When the Trello server crashed at work and the little controlled environment I had created for myself went down with it, I came face to face with the realization that perhaps my skills at organization had crossed into an addiction. What was once only a coping mechanism, one that brought me a lot of success, was really a vice in disguise.

But should I just stop being organized? It’s a helpful skill. One that I am even proud of having honed in a world of chaos, excuses, and people who are always late.

Organization in itself is not bad at all. In itself, it’s a good thing. What’s different for me is that it’s inevitably linked to something else – that desperation for control. I have such a hard time when things don’t go according to plan. I become vastly stressed and anxious. It can be agitating to a debilitating sense. And that’s where those lines need to be drawn. I had to reevaluate.

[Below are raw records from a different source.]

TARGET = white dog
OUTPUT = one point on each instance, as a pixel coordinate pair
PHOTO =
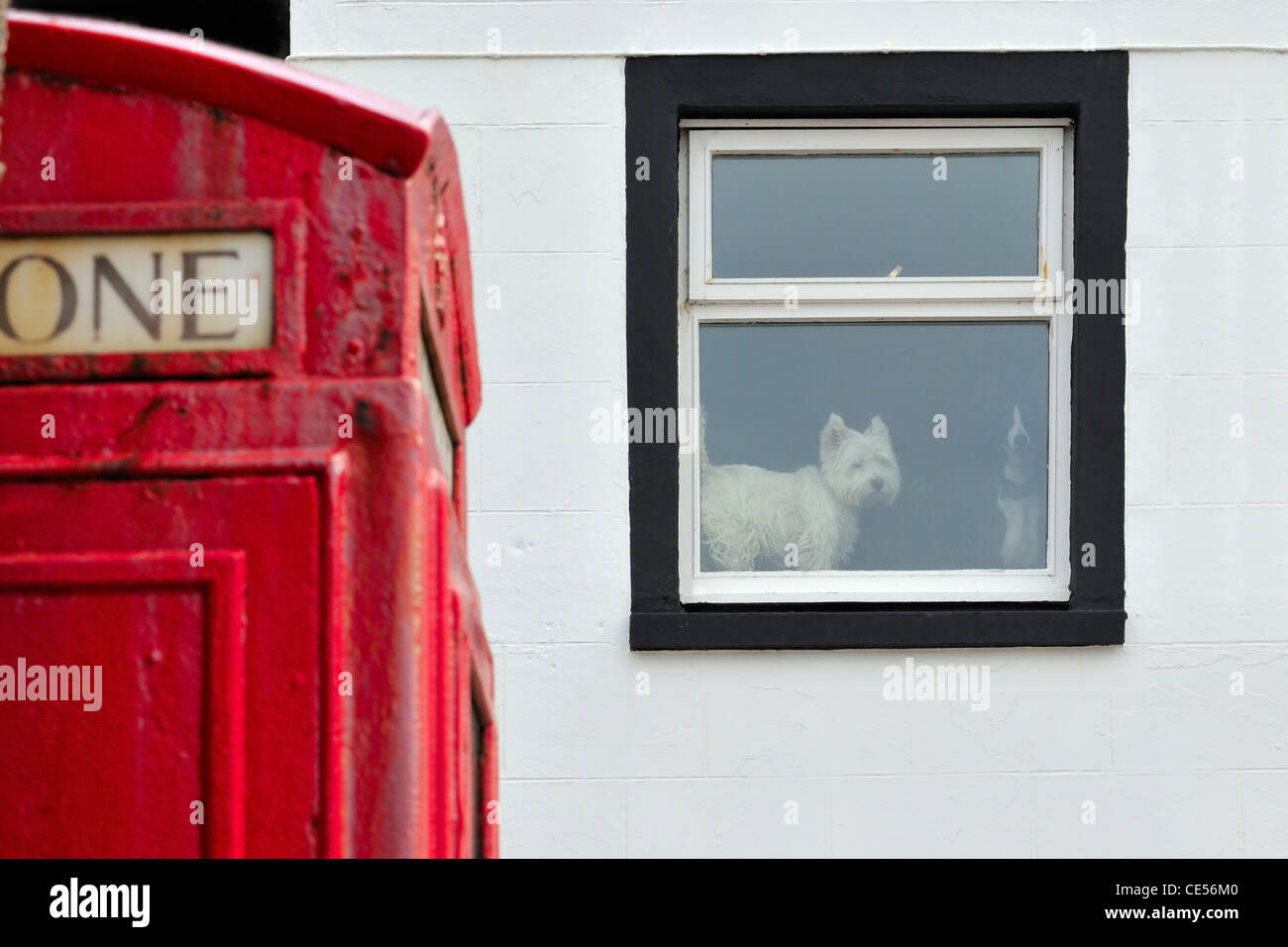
(1021, 497)
(761, 518)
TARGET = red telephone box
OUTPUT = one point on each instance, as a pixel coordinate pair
(237, 364)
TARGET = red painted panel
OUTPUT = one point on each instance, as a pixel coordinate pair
(347, 553)
(175, 684)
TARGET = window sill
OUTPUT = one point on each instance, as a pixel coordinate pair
(890, 626)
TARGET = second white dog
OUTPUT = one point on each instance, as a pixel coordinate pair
(758, 518)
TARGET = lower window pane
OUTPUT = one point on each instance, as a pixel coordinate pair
(874, 446)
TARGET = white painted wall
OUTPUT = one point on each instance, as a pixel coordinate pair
(703, 766)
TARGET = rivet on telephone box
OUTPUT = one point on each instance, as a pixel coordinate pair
(237, 364)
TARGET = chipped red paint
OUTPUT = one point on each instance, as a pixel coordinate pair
(322, 554)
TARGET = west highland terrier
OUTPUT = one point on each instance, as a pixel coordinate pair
(751, 517)
(1021, 497)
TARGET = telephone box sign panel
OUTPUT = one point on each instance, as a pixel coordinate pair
(101, 292)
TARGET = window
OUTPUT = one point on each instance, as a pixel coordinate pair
(880, 393)
(902, 433)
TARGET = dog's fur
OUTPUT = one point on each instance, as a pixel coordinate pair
(1020, 496)
(750, 514)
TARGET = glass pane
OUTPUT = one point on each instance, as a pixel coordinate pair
(874, 446)
(868, 215)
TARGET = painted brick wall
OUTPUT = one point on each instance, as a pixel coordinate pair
(706, 763)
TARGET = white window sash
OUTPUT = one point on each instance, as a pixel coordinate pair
(703, 145)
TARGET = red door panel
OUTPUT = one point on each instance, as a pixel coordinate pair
(210, 667)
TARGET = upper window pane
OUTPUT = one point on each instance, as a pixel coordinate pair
(875, 215)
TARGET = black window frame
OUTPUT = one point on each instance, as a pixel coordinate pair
(1087, 88)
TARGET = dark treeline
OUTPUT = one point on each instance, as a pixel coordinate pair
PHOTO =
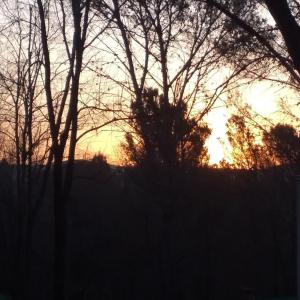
(231, 233)
(167, 226)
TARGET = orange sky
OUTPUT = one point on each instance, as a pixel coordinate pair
(261, 96)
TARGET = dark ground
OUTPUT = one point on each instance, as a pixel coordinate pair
(231, 233)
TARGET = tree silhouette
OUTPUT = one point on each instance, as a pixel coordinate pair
(246, 153)
(170, 137)
(283, 144)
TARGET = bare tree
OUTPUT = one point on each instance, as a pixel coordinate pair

I am still organized. My planner is color coordinated and I’m still preaching the virtues of tools like Trello from the rooftops. But I am also more aware. I acknowledge that my need for organization comes from a need for control. More importantly, I acknowledge that I don’t always have to be in perfect control. And that it will be okay even if everything is not organized flawlessly. My stability in life is rooted in more than the lists I make. It’s hard. It involves a lot of deep breaths. But I have to admit, it feels healthier. It doesn’t feel like as much of an addiction, a compulsion; I don’t feel so desperate.

We are all different. And not all healthy coping mechanisms toe that darker line (I can’t imagine playing with puppies ever would). It’s good to be self-aware and conscious of your own tendencies. For me, it meant surrendering my need for control. And while I will cross “write blog post” off of my to-do list when I finish this, I know that my universe would still be okay if I didn’t.